3.1 HONE: Assess Requirements, Statements of Concern, Mitigations, and Metrics
Ensure all mitigation action measures and controls have a method of being assessed and monitored throughout the life cycle.
Do all requirements (operational, functional, and technical) have appropriate modes of assessment, and benchmarks of success and failure?
Do all statements of concern and mitigation actions have appropriate modes of assessment, and benchmarks of success and failure?
Do all tradeoffs, trustworthiness, and confidence measures have appropriate modes of assessment, and benchmarks of success and failure?
How will performance metrics be established?
How will baseline metrics for system performance be established?
How will errors be detected?
Given the use case, potential consequences, and affected stakeholders for this context, is it better to minimize certain types of error (i.e. considerations of precision vs. recall, Type I error vs. Type II error, etc.)?
How will error rates be measured, and how will they be measured in terms of how they affect different sub-populations?
Will error rates be recorded in the Impact Assessment?
Will the metrics need to evolve as the system behavior changes during use (i.e. feedback loops)?
How will user understanding be measured?
Are there any measurement gaps or limits to the precision of measurement?
Are there latent constructs or other factors that will be difficult to operationalize or measure?
How will these issues affect risk calculations/impact analyses – do these need to be revisited?
Is the system’s ontology appropriate for the use case and for tracking alignment with the DoD AI Ethical Principles?
Are all of your Statements of Concern and all aspects of your legal/ethical/policy frameworks sufficiently addressed?
If not, re-conduct activities under the Intake and Ideation phases.
What are the anticipated failures?

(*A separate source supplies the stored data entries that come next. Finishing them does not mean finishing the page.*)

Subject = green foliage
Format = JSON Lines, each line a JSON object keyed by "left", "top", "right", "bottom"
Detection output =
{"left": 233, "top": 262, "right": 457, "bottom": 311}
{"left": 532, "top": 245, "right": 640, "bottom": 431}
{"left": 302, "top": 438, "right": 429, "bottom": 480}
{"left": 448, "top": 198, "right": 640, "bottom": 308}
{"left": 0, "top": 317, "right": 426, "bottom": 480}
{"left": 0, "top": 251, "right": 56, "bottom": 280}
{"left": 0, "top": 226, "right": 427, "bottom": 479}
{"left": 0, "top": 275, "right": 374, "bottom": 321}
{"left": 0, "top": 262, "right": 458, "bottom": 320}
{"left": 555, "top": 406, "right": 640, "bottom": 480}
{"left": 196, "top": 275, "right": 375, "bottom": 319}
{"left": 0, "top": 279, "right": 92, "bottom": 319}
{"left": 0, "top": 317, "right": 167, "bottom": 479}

How will these be detected?
Is there a process for system rollback and/or stoppage?
Has a data ethics review been conducted?
3.2 HONE: Exploratory Data Analysis
How was the data collected?
Could certain classes or populations have been undersampled?
Is the data representative of the use case/deployment context?
Has the data become stale? How often will it need to be updated?
Given the above, does the data need to be re-collected?
Will re-collection of the data place additional burdens upon the sampled population?
What other steps can be taken to improve the quality of the data?
How was the data labelled?
Is ground truth accessible given the data type?
Could human biases affect how the data was labelled?
Could societal context affect how the data was labelled?
Given the above, does the data need to be re-labeled or is it insufficient to proceed to development?
Data Provenance, Protection, and Access
How is the data accessed? Who has access and how is it controlled?
Where is the data stored?
How is the data protected?
What ensures data provenance? How are transformations and cleaning recorded?
Is any of the data generated synthetically, or should it be?
How is the data used?
What abnormalities, outliers, or irregularities are present in the data?
Were these irregularities a source of human error, sensor error, processing error, or natural or adversarial perturbation? What mitigations are required for greater accuracy?
Will data or feedback used to update or fine-tune the model at later stages (such as through Reinforcement Learning with Human Feedback [RLHF]) have any of the issues contained in 3.2.1 or 3.2.2? How will these be mitigated?
Utilize bias identification and mitigation techniques
Have you determined which operationalization of 'fairness' is appropriate for your purposes?
Has the underlying dataset and the model been checked for unintended bias and (if applicable) mitigations been applied (including dataset, in-processing, or post-processing bias mitigations)? Has the team considered how the underlying datasets may reflect the biases of the institution or individuals that collected it (including prejudice bias), the sampling or measurement methods used (measurement, sample/exclusion bias), or of the individuals represented in the dataset?
Are stakeholders being consulted in terms of their domain knowledge regarding sources of unintended bias?
Have any biases and possible biases (including cognitive biases, such as automation bias) of the designers and operational users been addressed through training or system design, or leveraged in ways that contribute to system success?
According to your legal/ethical/policy frameworks, SOCs, mitigations, use case, and mission domain – is AI suitable for this use case? Be sure to answer the following:
Is AI suitable for the task at hand? Is the model type appropriate for the task at hand? Do the advantages outweigh the disadvantages, known or possible? Does utilizing AI in this case achieve something that a non-AI tool could not accomplish?
What is the specific task that the system performs?
What is the system input and output required to perform that task?